Dan nog zou je op zoek kunnen gaan naar de ultieme bureaustoel. Rybczynski wijdt daar een hoofdstuk aan, maar hij wijst erop dat het menselijk lichaam niet geschikt is om lang stil te zitten. Wat voor stoel je ook bedenkt en maakt, hoe goed en comfortabel ook, hij zal nooit goed genoeg zijn. Uiteindelijk zal ook de meest comfortabel stoel ongemakkelijk worden. Mensen zijn gewoon te rusteloos om lang stil te zitten. Zitten is altijd ver-zitten. Een stoel is een fantastisch hulpmiddel, maar geen ‘Haarlemmer Olie’ waarmee we alle kwalen te lijf kunnen. Hoe goed een canapé ook zal zijn, een panacee kan het onmogelijk zijn.

Volgens Rybczynski deed zich rond 1900 een breuk voor in de geschiedenis van de stoelen (en niet alleen daar): tot die tijd was een stoel een maaksel, daarna wordt een stoel meer een uitvoering van een ontwerp, waarbij ontwerpen en uitvoeren verschillende, los van elkaar bestaande processen zijn geworden. Het zal waarschijnlijk duidelijk zijn dat dit volgens Rybczynski bepaald geen verbetering was: zodra het ‘ontwerpende hoofd’ en de ‘uitvoerende handen’ gescheiden worden, gaat het mis, dan krijg je stoelen die er functioneel uitzien… maar dat niet zijn.
Een stoelenmaker is eerder kundig dan deskundig, hij heeft een ruime ervaring met het verwerken van materialen en met het toepassen van vormen. Belangrijker misschien nog wel is dat hij ervaringsdeskundige is en als het ware van binnen uit werkt.

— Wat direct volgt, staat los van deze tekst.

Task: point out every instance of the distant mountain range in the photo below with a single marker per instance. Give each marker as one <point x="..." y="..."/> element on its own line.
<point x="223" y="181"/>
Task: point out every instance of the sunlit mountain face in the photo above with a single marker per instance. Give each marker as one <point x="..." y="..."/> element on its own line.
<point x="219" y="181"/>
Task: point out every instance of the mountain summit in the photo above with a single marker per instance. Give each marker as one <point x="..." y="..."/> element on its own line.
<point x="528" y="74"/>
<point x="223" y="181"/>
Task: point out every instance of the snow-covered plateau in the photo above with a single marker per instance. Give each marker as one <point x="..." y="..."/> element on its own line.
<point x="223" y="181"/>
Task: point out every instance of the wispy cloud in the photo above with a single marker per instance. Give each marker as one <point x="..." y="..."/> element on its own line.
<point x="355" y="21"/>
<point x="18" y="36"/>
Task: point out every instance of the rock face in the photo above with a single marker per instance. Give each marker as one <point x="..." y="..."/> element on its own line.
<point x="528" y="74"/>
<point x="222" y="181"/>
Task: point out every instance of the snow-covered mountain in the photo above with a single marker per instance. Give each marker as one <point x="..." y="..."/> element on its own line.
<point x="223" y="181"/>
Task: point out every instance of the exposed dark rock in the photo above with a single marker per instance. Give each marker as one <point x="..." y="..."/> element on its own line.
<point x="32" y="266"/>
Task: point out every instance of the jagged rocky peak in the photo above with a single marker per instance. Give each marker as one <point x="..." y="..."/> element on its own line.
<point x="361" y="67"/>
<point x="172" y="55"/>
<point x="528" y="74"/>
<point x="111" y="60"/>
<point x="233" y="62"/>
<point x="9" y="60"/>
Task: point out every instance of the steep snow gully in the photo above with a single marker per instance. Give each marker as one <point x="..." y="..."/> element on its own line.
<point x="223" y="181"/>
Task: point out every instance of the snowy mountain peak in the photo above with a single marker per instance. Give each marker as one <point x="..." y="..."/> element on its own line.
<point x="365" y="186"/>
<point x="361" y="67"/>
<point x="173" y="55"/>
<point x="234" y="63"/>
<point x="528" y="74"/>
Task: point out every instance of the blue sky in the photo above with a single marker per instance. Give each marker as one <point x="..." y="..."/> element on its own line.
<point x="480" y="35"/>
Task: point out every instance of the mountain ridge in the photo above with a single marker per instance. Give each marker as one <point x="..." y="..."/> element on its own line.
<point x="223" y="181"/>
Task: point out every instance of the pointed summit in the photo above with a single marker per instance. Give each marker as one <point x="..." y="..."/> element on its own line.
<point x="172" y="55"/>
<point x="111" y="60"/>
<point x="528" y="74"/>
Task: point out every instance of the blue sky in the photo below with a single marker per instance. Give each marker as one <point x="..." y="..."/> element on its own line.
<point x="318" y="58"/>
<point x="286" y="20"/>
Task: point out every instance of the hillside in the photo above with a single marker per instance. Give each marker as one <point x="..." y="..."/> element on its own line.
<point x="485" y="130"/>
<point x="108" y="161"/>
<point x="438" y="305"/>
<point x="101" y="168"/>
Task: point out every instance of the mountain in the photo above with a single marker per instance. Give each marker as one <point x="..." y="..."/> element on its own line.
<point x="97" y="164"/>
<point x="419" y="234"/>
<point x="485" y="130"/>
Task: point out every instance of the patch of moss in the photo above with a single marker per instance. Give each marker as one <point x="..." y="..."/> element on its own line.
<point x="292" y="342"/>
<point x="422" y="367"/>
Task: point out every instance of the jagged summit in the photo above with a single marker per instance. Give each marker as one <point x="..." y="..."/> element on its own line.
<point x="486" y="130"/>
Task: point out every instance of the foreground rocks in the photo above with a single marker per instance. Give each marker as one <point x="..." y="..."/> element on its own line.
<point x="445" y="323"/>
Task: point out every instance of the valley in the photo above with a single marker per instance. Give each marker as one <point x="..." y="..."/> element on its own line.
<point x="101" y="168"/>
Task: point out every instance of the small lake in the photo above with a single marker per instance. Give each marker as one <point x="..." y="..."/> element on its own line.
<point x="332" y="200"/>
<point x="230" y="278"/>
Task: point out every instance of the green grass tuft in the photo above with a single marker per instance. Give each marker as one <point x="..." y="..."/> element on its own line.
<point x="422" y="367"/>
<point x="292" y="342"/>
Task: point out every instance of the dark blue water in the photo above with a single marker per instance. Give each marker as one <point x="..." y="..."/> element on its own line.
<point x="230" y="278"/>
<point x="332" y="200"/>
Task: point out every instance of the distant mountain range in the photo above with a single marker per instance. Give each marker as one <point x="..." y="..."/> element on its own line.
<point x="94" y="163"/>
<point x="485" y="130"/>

De stoelenmaker benut zijn ‘intieme kennis’.  Die kennis is grotendeels impliciet, nauwelijks onder woorden te brengen: zitten op een stoel is toch in de eerste plaats een lijfelijke omgang met een concreet ding. Natuurlijk moet een stoel fraai ogen, maar minstens zo belangrijk is hoe hij, letterlijk en figuurlijk, aanvoelt.

Het lijkt er misschien op dat bij hedendaagse ontwerpers zoals Maarten Baas met zijn Clay-meubels en Marcel Wanders met zijn Knotted chair, sprake is van een herwaardering van handwerk en vakwerk, maar dat is een misvatting. Rybscinsky maakt in Now I Sit Me Down haarfijn duidelijk dat er een verschil bestaat tussen het ‘designen’ van een hebbedingetje en het maken van een stoel. Weliswaar heeft menig ontwerper, zoals veel bakkers, de mond vol van ‘ambachtelijkheid’, maar het combineren van moderne technieken met ouderwetse ambachtelijkheid is een schier eindeloze worsteling waar menig designer te ongeduldig voor is.

links Knotted Chair (Marcel Wanders), rechts Clay-stoelen (Maarten Baas)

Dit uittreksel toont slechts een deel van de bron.